The Global Women’s Health Division of the UNC Department of Obstetrics and Gynecology has received new grant funding from the National Institutes of Health (NIH) for a collection of studies to be conducted in the African nations of Malawi and Zambia, where UNC has large ongoing research programs. The awards, which total nearly $8 million in aggregate, are aimed at improving outcomes for women who are infected with – or at risk for – the HIV virus.
Two of the new grants (R01-HD087119 and R21-HD090987) will support clinical trials of the drug progesterone to prevent preterm birth among HIV+ pregnant women. “Pregnant women who are infected with HIV – whether talking anti-AIDS medication or not – have a high risk of delivering a premature baby,” said Jeffrey Stringer, M.D., chief of the division and professor of obstetrics and gynecology at UNC OB-GYN and associate director of research for the UNC Institute for Global Health & Infectious Diseases. “UNC IGHID has contributed for years to the successful global effort to prevent mothers from passing HIV to their children. The next great challenge is to ensure these babies are born healthy and full-term.” A total of 920 women will participate in the trials, which will investigate two preparations of the drug progesterone. “If our primary hypothesis is confirmed, we will have identified an intervention that could prevent as many as 70,000 preterm births per year worldwide,” said Dr. Stringer.
A third study (R01-HD088279) will investigate the best birth control methods for HIV+ women who are taking the anti-AIDS drug, Efavirenz (EFV). EFV has been found to cause some birth control methods to be less effective. In a 4-year study to be carried out in Lilongwe, Malawi, UNC investigators will recruit 1420 women who are taking EFV and compare their pregnancy rates when using the Jadelle® birth control implant versus an injectable contraception called DepoProvera®. According to UNC Assistant Professor, Dr. Jennifer Tang, who will lead the study, “Understanding these pregnancy rates will help HIV+ women to make the best birth control choices for themselves and help to decrease Sub-Saharan Africa’s high rates of unintended pregnancies, maternal mortality, and perinatal HIV.”

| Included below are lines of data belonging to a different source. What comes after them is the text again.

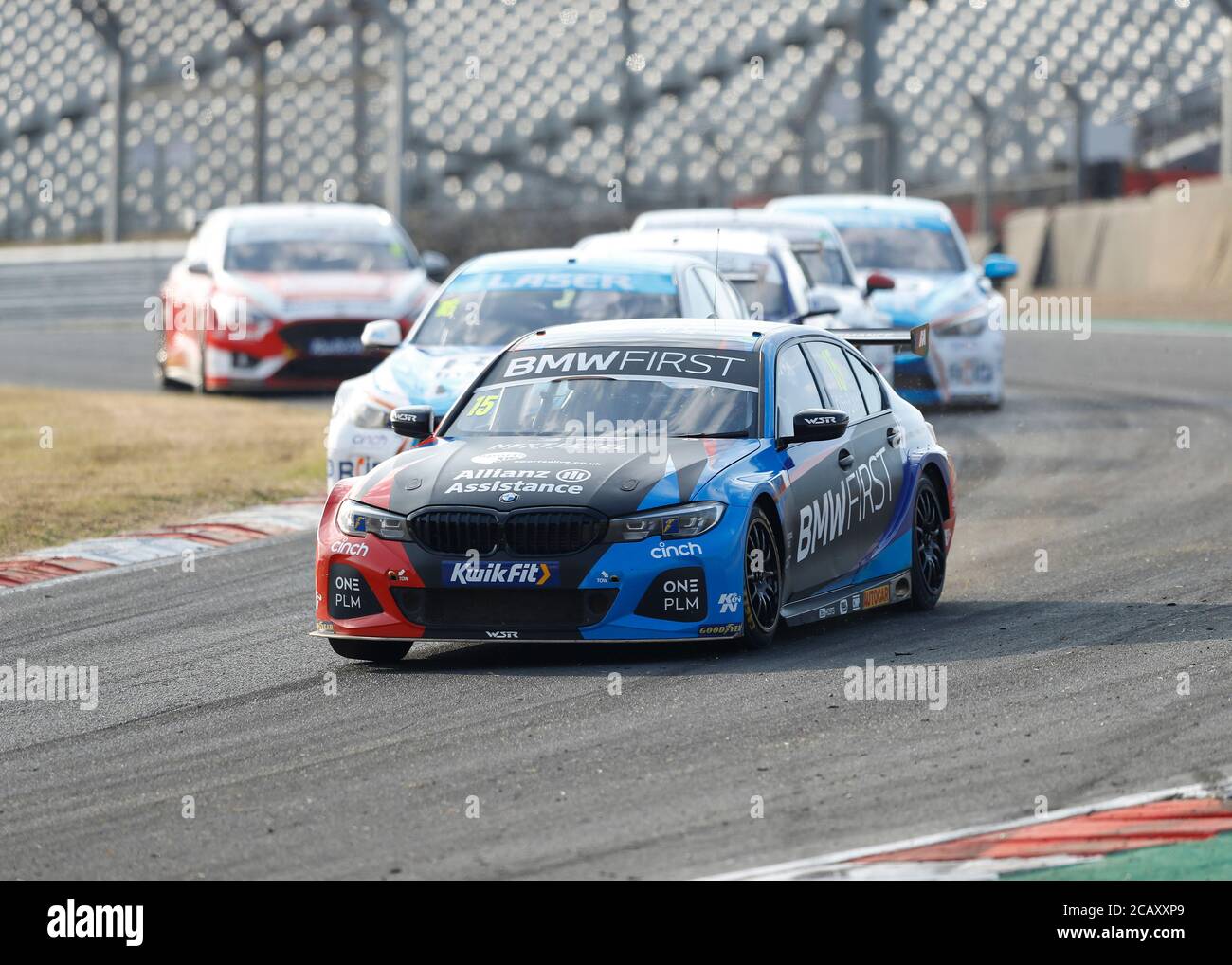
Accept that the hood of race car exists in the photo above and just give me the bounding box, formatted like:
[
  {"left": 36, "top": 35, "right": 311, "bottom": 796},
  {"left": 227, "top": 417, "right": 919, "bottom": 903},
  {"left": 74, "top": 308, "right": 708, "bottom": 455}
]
[
  {"left": 371, "top": 345, "right": 501, "bottom": 415},
  {"left": 872, "top": 271, "right": 988, "bottom": 328},
  {"left": 350, "top": 436, "right": 760, "bottom": 517},
  {"left": 219, "top": 268, "right": 434, "bottom": 321}
]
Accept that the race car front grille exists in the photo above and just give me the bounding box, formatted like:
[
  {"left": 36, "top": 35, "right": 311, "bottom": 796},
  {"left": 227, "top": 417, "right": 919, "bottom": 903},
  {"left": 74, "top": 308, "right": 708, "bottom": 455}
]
[
  {"left": 279, "top": 321, "right": 365, "bottom": 357},
  {"left": 410, "top": 509, "right": 500, "bottom": 555},
  {"left": 390, "top": 587, "right": 619, "bottom": 637},
  {"left": 505, "top": 509, "right": 607, "bottom": 555},
  {"left": 272, "top": 355, "right": 381, "bottom": 382},
  {"left": 410, "top": 508, "right": 607, "bottom": 557}
]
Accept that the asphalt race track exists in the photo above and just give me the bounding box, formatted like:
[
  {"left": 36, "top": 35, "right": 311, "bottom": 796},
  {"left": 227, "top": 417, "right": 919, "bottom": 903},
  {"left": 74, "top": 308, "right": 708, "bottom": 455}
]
[{"left": 0, "top": 323, "right": 1232, "bottom": 879}]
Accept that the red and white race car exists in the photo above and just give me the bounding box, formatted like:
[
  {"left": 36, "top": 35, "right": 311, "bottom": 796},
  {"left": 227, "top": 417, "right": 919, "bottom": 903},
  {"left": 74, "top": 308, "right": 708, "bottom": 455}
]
[{"left": 148, "top": 204, "right": 448, "bottom": 391}]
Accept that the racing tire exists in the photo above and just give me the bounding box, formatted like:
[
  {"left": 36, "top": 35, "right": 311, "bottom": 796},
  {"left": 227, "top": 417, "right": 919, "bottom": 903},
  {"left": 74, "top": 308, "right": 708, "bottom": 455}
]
[
  {"left": 329, "top": 637, "right": 410, "bottom": 663},
  {"left": 911, "top": 476, "right": 945, "bottom": 610},
  {"left": 744, "top": 508, "right": 783, "bottom": 649},
  {"left": 192, "top": 336, "right": 209, "bottom": 395}
]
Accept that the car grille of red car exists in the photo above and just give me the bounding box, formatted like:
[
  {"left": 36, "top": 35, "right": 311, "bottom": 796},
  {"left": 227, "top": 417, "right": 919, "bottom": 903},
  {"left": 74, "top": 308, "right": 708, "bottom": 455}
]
[
  {"left": 390, "top": 587, "right": 619, "bottom": 638},
  {"left": 410, "top": 508, "right": 607, "bottom": 557}
]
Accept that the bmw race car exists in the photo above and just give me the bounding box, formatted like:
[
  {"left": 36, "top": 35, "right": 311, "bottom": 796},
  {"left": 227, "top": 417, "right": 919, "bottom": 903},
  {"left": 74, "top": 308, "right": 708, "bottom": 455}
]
[
  {"left": 767, "top": 194, "right": 1018, "bottom": 406},
  {"left": 315, "top": 313, "right": 956, "bottom": 661},
  {"left": 325, "top": 249, "right": 748, "bottom": 485},
  {"left": 574, "top": 228, "right": 842, "bottom": 323},
  {"left": 157, "top": 204, "right": 448, "bottom": 391}
]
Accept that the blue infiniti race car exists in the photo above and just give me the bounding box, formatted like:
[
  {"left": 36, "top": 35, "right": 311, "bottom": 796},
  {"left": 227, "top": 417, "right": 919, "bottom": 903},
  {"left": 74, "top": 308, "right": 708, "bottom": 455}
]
[
  {"left": 315, "top": 318, "right": 955, "bottom": 661},
  {"left": 767, "top": 194, "right": 1018, "bottom": 407},
  {"left": 325, "top": 247, "right": 748, "bottom": 485}
]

A fourth NIH grant (R01-AI131060) will focus on preventing new HIV infections during pregnancy and breastfeeding. In sub-Saharan Africa, numerous studies have shown elevated risk of HIV infection during this window, likely due to a variety of biological and behavioral factors. Funded as part of the NIH’s Methods for Prevention Packages Program (MP3), this project will design, implement, and evaluate a combination HIV prevention package for pregnant women and their partners, based on evidence-based interventions. Led by Dr. Ben Chi (UNC) and Dr. Wilbroad Mutale (University of Zambia), the study will be implemented at UNC-supported sites in Zambia and Malawi.